Hesta-Volstoy rimase interdetto per qualche istante. Poi annuì, seccato. — Sì, una meraviglia — rispose. — Sei un Cephalloniano, vero? Fai parte dell’equipaggio che abbiamo soccorso. Ti spiace dirmi cosa ci fai a questo livello?

L’ultima volta che ho controllato, gli alloggi degli ospiti erano sul ponte numero nove. Questo è il tredici.

— È normale voler conoscere meglio lo strano ambiente in cui ci si trova.

— Dimmi, Ph’shaq, il capitano lo sa che stai gironzolando per la nave?

Il Cephalloniano lo fissò placido. — Bisogna informare il capitano erthuma di tutti i propri spostamenti? È davvero necessario farlo, qui? Interessante. Molto interessante. Ricorda senza dubbio certe filosofie repressive erthuma, vero? Vediamo, c’erano la monarchia, il fascismo, il comunismo, il triadismo… indubbiamente, me ne sfuggono alcune.
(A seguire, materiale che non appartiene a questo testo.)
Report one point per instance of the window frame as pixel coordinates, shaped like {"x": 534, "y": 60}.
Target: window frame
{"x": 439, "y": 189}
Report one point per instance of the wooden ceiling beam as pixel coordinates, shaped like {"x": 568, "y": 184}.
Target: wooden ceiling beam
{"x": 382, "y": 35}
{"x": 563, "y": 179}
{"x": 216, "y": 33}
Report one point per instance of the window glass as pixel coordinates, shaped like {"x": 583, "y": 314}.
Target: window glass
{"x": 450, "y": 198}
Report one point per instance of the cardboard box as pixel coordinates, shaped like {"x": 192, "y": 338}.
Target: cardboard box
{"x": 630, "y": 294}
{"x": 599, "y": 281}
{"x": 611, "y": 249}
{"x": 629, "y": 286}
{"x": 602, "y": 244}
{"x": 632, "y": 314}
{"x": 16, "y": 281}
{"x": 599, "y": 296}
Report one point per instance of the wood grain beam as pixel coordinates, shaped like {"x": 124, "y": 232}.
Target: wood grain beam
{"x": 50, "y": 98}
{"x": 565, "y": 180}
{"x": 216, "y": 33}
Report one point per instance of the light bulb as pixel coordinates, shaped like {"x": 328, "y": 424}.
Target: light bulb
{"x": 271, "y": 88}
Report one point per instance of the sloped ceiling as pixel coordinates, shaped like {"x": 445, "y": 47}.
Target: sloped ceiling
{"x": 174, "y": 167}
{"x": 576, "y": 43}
— Indubbiamente. — Hesta-Volstoy si piegò verso l’ascensore e chiuse un attimo gli occhi. Si ritrovò a desiderare ardentemente una promozione che gli consentisse di usare l’ascensore del comandante. Il capitano probabilmente non incontrava mai dei Cephalloniani in attesa accanto al suo ascensore privato.

Con un sibilo, la porta si aprì.

— Se vuoi scusarmi — si congedò il primo ufficiale di bordo.
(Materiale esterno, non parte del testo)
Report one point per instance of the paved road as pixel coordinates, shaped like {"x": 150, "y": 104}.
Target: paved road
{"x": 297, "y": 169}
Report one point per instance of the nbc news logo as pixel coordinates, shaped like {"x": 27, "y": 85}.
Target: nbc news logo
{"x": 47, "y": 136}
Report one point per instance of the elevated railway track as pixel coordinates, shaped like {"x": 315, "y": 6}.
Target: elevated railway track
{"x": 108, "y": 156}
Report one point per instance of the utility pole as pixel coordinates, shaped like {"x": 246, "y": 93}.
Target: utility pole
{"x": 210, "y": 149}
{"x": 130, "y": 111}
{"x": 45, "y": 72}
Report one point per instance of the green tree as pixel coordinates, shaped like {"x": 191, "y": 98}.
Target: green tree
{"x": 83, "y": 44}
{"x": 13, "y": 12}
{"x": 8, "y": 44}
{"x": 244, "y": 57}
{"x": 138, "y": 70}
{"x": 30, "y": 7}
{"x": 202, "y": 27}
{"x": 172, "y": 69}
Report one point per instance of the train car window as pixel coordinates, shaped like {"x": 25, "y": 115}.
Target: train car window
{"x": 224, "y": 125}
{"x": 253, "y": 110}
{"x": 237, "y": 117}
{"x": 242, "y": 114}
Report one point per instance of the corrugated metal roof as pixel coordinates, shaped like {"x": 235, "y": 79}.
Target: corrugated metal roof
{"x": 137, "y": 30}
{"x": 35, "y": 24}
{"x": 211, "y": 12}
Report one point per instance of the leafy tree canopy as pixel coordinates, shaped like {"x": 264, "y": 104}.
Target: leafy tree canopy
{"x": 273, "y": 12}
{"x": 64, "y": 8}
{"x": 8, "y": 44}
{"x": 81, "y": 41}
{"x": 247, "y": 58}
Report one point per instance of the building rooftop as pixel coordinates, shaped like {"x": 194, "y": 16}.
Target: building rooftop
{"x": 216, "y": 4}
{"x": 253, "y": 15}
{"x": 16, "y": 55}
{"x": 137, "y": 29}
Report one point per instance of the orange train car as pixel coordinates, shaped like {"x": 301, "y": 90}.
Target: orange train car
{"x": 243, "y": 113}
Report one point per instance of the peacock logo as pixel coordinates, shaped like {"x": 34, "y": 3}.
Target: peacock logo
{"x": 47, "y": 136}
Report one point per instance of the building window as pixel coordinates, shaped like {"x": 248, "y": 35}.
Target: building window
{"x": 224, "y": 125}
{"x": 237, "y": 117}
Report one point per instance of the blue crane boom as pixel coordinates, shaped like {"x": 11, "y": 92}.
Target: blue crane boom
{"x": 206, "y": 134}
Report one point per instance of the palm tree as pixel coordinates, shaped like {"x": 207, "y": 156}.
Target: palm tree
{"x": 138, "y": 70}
— Chiedo il permesso di accompagnarti — disse il Cephalloniano in quello che sembrava un tono umile.

Hesta-Volstoy si strinse nelle spalle. — Accomodati.

Il voluminoso Cephalloniano spinse la vasca nella cabina.
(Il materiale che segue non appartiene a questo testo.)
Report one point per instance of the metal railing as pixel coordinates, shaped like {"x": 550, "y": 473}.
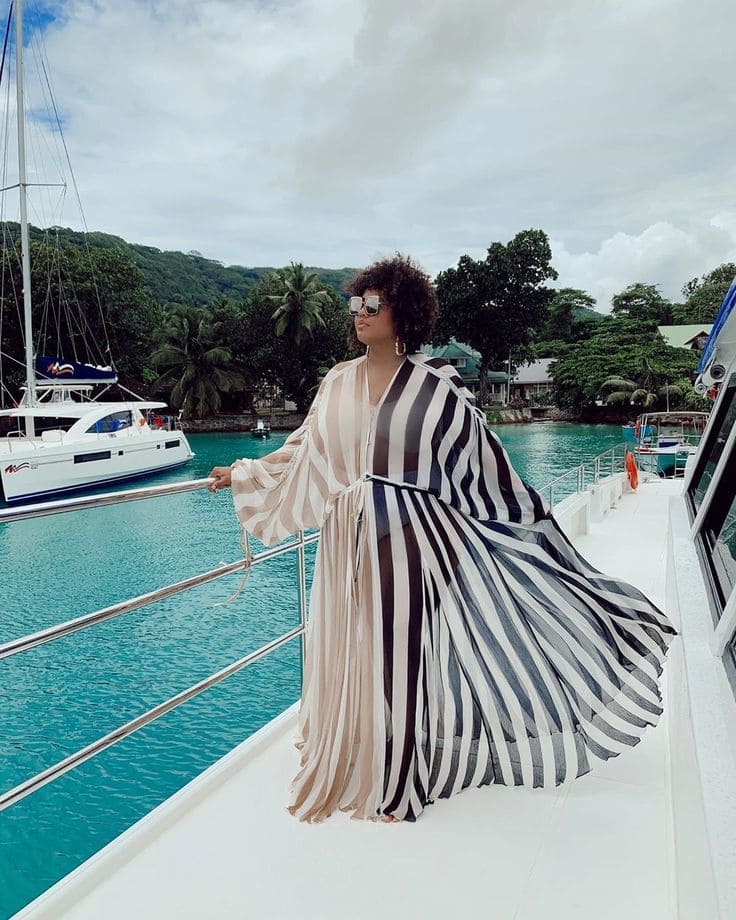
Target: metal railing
{"x": 52, "y": 633}
{"x": 579, "y": 478}
{"x": 605, "y": 464}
— A che livello? — chiese l’ascensore.

— Plancia — rispose Hesta-Volstoy. Tutte le luci si spensero.

— Merda — disse Hesta-Volstoy.

— Prego? — fece Ph’shaq. — Non ho familiarità con quel termine. È un’osservazione?

Hesta-Volstoy lo ignorò e cominciò a cercare il pannello dell’alimentatore di emergenza, brancolando attorno a sé come un cieco. Quello? La sua mano incontrò una superficie fredda, umida. No, quella era la vasca del Cephalloniano. Quello? No, era solo la parete imbottita della cabina.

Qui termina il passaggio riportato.